In hoger beroep heeft de inspecteur een taxatiebeoordeling van de taxatie 2022 van [adres 1] van 13 december 2022 ingediend (hierna: de taxatiebeoordeling). De taxatiebeoordeling is opgesteld op verzoek van de inspecteur door [I] , rijkstaxateur. De taxatiebeoordeling bevat onder andere de volgende gegevens en/of toelichting:
  • Plaatselijke opname, inpandige opname: nee.
  • Peildatum: 1 januari 2001.
  • Reikwijdte: deze beoordeling is een intern advies, slechts met dit oogmerk geschreven en is niet bedoeld voor andere doeleinden.
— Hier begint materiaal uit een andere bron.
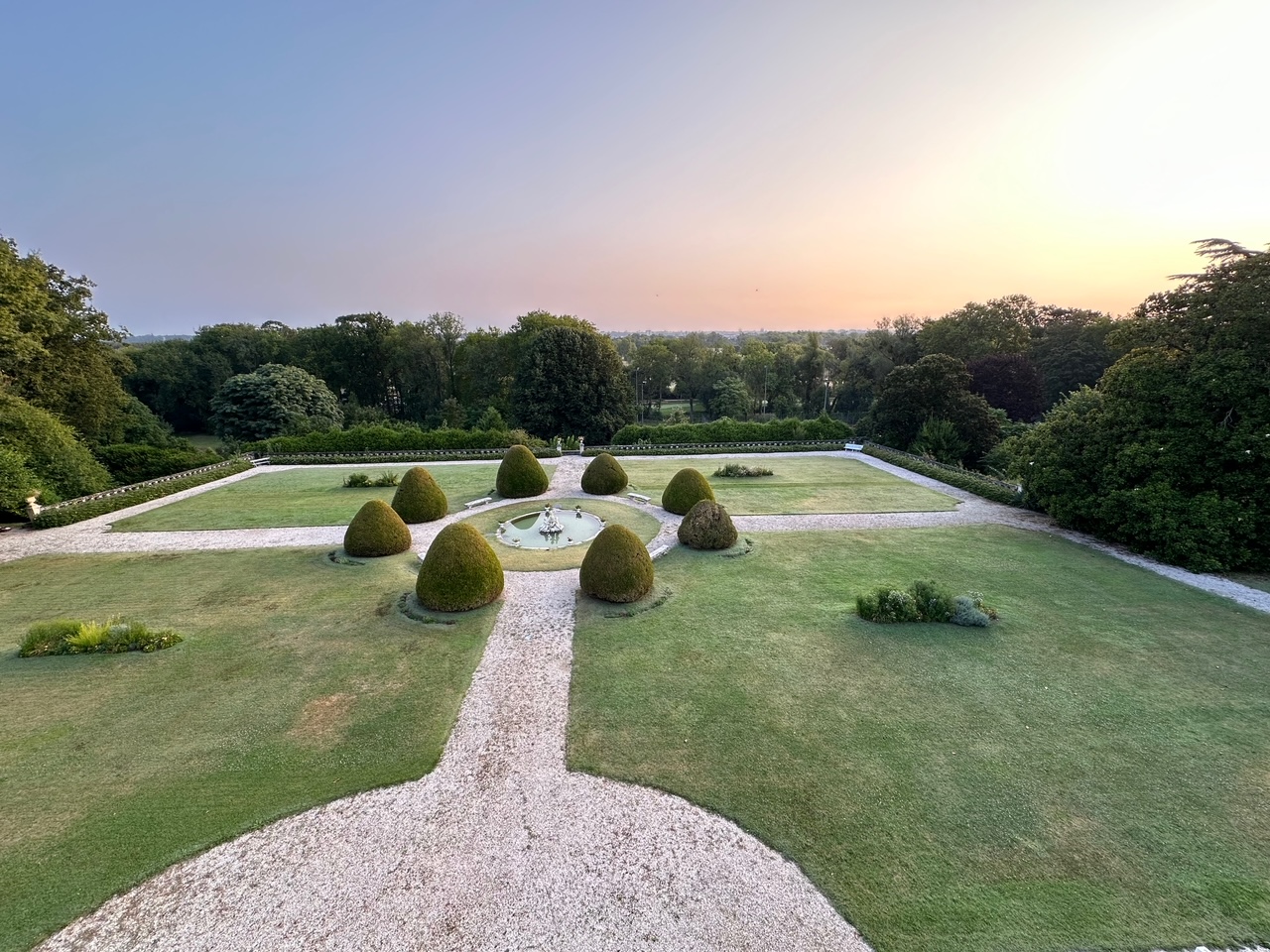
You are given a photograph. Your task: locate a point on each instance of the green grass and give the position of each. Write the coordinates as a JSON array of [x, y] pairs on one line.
[[304, 497], [550, 560], [298, 683], [813, 484], [1091, 772]]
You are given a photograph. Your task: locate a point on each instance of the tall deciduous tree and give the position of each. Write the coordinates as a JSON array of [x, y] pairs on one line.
[[276, 400], [935, 388]]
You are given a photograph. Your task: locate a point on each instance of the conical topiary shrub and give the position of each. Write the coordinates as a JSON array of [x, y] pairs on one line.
[[376, 531], [707, 526], [521, 474], [617, 566], [603, 476], [460, 571], [420, 498], [685, 490]]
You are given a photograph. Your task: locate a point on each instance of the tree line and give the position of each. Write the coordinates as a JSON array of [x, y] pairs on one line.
[[1152, 429]]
Deze taxatiebeoordeling is geen professionele taxatiedienst in de zin van de reglementen van het NRVT.
  • Doel: beoordeeld is de aanvaardbaarheid van de door belastingplichtige aangegeven waarde in het economische verkeer aan de hand van het taxatierapport.
  • Gebruikssituatie: belegging. Huuropbrengst op peildatum € 149.748.
  • Bevindingen: de volgende onderdelen van, parameters en/of uitgangspunten in het taxatierapport worden betwist:
1. Voor het bepalen van de marktwaarde gaat de heer van Til ten onrechte uit van een eigenaar/gebruiker situatie.
2. Verkeerd jaar Forecast inflatie-kostenverwachting.
3. Gekozen (koop)referenties.
4. Gehanteerd netto aanvangsrendement van 5,50%
5. Bruto aanvangsrendement 6,44% kosten koper.
6. De marktwaarde per m2 VVO van € 1.309.
- Ter ondersteuning van de eerder genoemde argumenten, geeft het volgende referentieobject op De [adres 8] te [plaats 2] , een goed beeld van een soortgelijk object. Volgens de akte van levering is het referentiepand op 29 december 1999 verkocht voor € 1.429.408 (vrij van huur).

3.Geschil in hoger beroep

Tussen partijen is in geschil of de aanslag ib/pvv 2015 te hoog is vastgesteld. Daarbij spitst het geschil zich toe op de vraag of op grond van de foutenleer, dan wel op grond van het vertrouwensbeginsel, de waarde in het economische verkeer van [adres 1] per 1 januari 2001 op een hoger bedrag gesteld kan worden dan € 1.490.710.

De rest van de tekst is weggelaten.